Monday, August 31, 2009

Crash Helmet Christianity (09/02/2009)

Warren Sentinel Weekly Pulpit

All the believers were together and had everything in common. They sold property and possessions to give to anyone who had need. Every day they continued to meet together in the temple courts. They broke bread in their homes and ate together with glad and sincere hearts, praising God and enjoying the favor of all the people. And the Lord added to their number daily those who were being saved. (Acts 2:44-47, TNIV)

In writing about Christians and the Church in “Teaching a Stone to Talk,” author Annie Dillard writes, “Does anyone have the foggiest idea what sort of power we so blithely invoke? Or, as I suspect, does no one believe a word of it? The churches are children playing on the floor with their chemistry sets, mixing up a batch of TNT to kill a Sunday morning. It is madness to wear ladies' straw hats and velvet hats to church; we should all be wearing crash helmets. Ushers should issue life preservers and signal flares; they should lash us to our pews."

Ms. Dillard prophetically and poetically reminds Christians that we are called not to complacency, but to compassionate action; not to comfort and security, but to trusting God for our provision as we seek to help meet the needs of others; and not to caution, but to boldly living out the gospel (good news) that we claim to hold so dear.

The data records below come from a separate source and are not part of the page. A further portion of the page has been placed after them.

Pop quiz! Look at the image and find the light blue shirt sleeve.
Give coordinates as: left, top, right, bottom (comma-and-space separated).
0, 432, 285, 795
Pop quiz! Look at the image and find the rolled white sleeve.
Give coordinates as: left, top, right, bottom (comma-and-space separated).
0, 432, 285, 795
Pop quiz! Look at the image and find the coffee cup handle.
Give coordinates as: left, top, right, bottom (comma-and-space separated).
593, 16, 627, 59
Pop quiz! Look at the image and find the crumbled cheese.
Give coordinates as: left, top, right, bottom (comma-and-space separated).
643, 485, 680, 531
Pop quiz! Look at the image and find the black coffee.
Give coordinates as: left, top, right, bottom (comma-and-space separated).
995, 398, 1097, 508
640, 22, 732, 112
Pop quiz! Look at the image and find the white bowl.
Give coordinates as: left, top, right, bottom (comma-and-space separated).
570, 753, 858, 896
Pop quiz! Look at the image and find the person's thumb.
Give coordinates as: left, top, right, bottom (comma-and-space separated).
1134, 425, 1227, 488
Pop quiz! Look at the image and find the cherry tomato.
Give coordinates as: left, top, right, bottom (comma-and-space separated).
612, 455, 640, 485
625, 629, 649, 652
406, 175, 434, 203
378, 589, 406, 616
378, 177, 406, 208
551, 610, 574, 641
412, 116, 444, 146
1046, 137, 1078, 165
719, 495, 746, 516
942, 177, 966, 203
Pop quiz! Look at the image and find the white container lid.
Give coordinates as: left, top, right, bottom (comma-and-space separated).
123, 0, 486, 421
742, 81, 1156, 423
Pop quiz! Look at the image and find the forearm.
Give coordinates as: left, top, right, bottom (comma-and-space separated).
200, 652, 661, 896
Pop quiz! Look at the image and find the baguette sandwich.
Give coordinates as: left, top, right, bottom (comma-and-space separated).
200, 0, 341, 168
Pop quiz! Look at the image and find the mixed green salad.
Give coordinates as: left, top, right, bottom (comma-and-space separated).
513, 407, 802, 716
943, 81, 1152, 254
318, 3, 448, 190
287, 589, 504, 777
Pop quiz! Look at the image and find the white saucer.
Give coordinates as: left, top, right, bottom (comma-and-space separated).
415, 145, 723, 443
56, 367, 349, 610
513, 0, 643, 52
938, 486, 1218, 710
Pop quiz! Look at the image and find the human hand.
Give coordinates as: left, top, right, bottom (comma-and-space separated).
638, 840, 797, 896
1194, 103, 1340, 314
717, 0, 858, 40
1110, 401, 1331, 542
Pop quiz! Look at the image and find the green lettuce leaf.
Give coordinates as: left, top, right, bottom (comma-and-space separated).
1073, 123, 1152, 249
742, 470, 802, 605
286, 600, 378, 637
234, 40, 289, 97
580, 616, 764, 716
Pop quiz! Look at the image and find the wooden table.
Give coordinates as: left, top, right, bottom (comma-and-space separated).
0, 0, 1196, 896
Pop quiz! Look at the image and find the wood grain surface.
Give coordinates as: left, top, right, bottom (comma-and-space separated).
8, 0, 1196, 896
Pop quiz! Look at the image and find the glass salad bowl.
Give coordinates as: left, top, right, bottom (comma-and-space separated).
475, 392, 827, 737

As the leaves begin to turn to their brilliant autumn colors we face the possibility that we may suffer the scourge of a potentially deadly flu pandemic. I wonder what the response of Christian churches and of individual Christians will be. I wonder what my own response will be.

Will I be complacent? Will I seek to preserve my own comfort and security? Will I choose caution over boldly living out the very gospel I preach weekly and seek to live out daily? Or will I trust God with my very life as I seek to minister to those who may fall ill? Will I place my own well-being (and that of those dearest to me) above the Christian calling to love our neighbors as we love ourselves?

The Rule of St. Benedict states that the “Care of the sick must rank above and before all else, so that they may truly be served as Christ, for he said: 'I was sick and you visited me' (Matt 25:36), and, 'What you did for one of these least brothers you did for me' (Matt 25:40).”

The Church in its infancy understood this rule even before it was penned by St. Benedict. The early Church was not complacent, comfortable, or cautious. And though the early church was just as unfamiliar with crash helmets as it was with pews, it understood that to live out the gospel was a dangerous and risky thing that it was called to do.

Today's churches exist, at least in part, due to the legacy of these early crash-helmet-Christians. What sort of legacy will we pass on to the Church of tomorrow? What sort of difference will we make in the world around us today?